As one of the major infectious diseases in developing world, malaria has also been targeted by rapid diagnostic testing by real-time PCR methods. Lee et al., (2002) developed a TaqMan® real-time PCR technique for malaria diagnosis that can be adapted for high-throughput rapid screening of hundreds of samples during an outbreak to prevent further transmission of malaria with a better sensitivity and specificity than those of the microscopic method. The method is also shown to be useful in monitoring the effectiveness of antimalarial therapy, especially in situations where drug-resistant strains of the parasites are prevalent (Lee et al., 2002). Recently a single reaction real-time PCR assay has been described to detect and identify all plasmodium species in 3 hours, including standard DNA sample preparation, amplification and detection, with sensitivities equivalent to microscopy (Mangold et al., 2005).
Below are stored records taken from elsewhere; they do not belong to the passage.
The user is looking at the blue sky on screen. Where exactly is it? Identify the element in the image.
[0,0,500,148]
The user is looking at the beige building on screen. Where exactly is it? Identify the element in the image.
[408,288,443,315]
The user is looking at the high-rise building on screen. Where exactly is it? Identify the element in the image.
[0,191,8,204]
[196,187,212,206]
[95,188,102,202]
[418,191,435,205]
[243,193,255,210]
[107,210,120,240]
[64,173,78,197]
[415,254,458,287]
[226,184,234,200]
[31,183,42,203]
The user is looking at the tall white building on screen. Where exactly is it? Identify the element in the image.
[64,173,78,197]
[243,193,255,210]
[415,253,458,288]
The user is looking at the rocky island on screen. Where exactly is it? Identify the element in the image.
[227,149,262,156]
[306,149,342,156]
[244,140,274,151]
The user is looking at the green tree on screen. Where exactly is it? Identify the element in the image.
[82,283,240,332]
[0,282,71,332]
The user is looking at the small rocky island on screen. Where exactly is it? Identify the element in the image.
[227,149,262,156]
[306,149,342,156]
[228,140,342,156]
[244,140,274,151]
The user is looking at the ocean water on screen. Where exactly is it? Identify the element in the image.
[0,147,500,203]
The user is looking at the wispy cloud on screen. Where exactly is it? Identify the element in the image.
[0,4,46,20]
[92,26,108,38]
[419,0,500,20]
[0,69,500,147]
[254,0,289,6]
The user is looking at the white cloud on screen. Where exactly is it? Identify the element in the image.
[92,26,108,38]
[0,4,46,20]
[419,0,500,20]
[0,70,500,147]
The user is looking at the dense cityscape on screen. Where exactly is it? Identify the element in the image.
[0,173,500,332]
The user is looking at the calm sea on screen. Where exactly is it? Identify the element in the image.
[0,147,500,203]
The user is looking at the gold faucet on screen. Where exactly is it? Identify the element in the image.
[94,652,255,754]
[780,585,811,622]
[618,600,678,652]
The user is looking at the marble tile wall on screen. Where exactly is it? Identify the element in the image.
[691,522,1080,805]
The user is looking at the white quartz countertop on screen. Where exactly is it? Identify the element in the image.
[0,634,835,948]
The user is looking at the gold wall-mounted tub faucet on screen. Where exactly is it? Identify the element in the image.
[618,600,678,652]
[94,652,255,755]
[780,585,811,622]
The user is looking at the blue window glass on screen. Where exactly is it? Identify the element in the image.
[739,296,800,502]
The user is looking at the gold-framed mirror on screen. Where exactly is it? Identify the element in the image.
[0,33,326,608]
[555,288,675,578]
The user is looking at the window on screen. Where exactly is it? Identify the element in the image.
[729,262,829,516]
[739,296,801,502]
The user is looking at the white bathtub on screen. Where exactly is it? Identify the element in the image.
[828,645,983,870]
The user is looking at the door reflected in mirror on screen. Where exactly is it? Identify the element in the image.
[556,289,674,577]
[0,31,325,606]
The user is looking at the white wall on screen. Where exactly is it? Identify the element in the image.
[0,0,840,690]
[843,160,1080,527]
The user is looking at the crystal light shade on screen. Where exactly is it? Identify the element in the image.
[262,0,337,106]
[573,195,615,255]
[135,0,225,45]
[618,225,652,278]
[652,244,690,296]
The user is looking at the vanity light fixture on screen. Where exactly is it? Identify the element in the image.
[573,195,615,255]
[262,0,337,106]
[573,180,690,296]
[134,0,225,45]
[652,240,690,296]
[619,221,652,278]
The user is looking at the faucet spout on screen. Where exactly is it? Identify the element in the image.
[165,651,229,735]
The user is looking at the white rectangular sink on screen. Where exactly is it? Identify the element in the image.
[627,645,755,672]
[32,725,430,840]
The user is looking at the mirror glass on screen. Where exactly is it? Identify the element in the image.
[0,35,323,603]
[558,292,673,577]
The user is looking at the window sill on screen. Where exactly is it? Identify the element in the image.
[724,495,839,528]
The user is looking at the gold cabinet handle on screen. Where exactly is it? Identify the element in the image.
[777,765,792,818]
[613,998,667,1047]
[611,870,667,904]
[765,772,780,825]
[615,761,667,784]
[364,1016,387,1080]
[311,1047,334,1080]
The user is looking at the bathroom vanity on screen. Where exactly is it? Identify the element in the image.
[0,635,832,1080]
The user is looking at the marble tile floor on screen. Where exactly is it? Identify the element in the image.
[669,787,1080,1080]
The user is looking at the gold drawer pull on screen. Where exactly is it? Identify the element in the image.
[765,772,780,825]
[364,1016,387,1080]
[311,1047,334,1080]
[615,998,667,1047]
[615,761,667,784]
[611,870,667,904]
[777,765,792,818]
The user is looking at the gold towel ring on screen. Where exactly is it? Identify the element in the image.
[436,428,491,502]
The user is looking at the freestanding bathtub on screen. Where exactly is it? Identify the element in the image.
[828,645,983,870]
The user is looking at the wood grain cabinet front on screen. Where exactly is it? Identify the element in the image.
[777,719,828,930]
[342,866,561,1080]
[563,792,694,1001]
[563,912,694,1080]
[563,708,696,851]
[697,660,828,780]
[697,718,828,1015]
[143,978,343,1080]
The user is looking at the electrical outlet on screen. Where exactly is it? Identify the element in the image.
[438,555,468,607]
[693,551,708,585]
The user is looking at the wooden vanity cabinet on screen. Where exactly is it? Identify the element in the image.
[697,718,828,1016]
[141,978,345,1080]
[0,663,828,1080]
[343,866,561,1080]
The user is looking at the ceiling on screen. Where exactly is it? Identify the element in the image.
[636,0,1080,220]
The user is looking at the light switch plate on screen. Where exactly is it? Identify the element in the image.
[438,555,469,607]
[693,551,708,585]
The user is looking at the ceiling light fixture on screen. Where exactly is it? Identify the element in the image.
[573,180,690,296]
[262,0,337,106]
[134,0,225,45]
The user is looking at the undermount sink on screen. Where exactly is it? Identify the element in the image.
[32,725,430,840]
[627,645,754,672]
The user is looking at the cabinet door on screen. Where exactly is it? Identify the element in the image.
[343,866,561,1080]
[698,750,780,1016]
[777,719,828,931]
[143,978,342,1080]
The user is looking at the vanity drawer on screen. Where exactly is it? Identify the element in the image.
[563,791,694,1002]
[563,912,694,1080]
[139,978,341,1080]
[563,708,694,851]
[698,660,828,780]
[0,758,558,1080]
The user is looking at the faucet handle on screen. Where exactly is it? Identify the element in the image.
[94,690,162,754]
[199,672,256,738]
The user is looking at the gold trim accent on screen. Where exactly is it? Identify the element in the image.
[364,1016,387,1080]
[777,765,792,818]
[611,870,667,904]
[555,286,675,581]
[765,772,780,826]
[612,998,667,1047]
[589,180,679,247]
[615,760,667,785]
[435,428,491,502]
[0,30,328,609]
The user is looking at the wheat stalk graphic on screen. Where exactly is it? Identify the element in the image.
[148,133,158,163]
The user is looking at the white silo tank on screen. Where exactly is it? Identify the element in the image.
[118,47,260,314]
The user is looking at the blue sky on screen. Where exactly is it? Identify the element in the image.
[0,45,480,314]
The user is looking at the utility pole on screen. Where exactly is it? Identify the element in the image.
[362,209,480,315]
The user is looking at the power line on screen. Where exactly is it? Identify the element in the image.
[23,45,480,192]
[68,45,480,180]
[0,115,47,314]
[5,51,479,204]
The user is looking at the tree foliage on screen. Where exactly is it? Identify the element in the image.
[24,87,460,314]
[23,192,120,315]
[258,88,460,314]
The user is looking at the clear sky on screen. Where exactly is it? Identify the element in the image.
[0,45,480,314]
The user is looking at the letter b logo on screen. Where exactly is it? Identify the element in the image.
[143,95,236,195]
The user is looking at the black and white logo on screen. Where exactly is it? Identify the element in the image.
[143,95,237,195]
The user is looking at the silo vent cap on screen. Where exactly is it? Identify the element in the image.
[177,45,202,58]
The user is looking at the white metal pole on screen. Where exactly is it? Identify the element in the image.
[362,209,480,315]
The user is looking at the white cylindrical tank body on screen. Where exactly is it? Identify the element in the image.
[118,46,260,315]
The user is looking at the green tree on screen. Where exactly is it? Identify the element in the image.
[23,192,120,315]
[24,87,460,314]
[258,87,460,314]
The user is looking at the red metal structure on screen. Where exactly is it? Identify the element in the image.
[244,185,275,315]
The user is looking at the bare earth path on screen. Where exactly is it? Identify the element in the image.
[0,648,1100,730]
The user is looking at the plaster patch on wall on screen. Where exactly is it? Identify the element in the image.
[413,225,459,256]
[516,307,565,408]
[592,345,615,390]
The intestinal protozoan parasite Entamoeba histolytica is endemic in a large part of the world and is considered responsible for millions of cases of dysentery and liver abscess each year. Traditionally, the laboratory detection of E.histolytica in human feces has depended on the microscopic examination of fresh stool samples. However, recently identified Entamoeba dispar is a nonpathogenic type with no requirement of treatment and cannot be differentiated morphologically from E. histolytica. In this regard, Blessmann et al. (2002) developed a sensitive, specific and quick real-time PCR method which can distinguish the two species. In another study using multiplex real-time PCR, simultaneous detection of E. histolytica, Giardia lamblia and Cryptosporidium parvum in fecal samples is successfully performed (Verweij et al., 2004).
In conclusion, real-time PCR technology offers a sensitive, specific and fast detection of fungal infections as well as parasites. Routine clinical applications of the technique in near future will result in the better control and treatment of infectious diseases.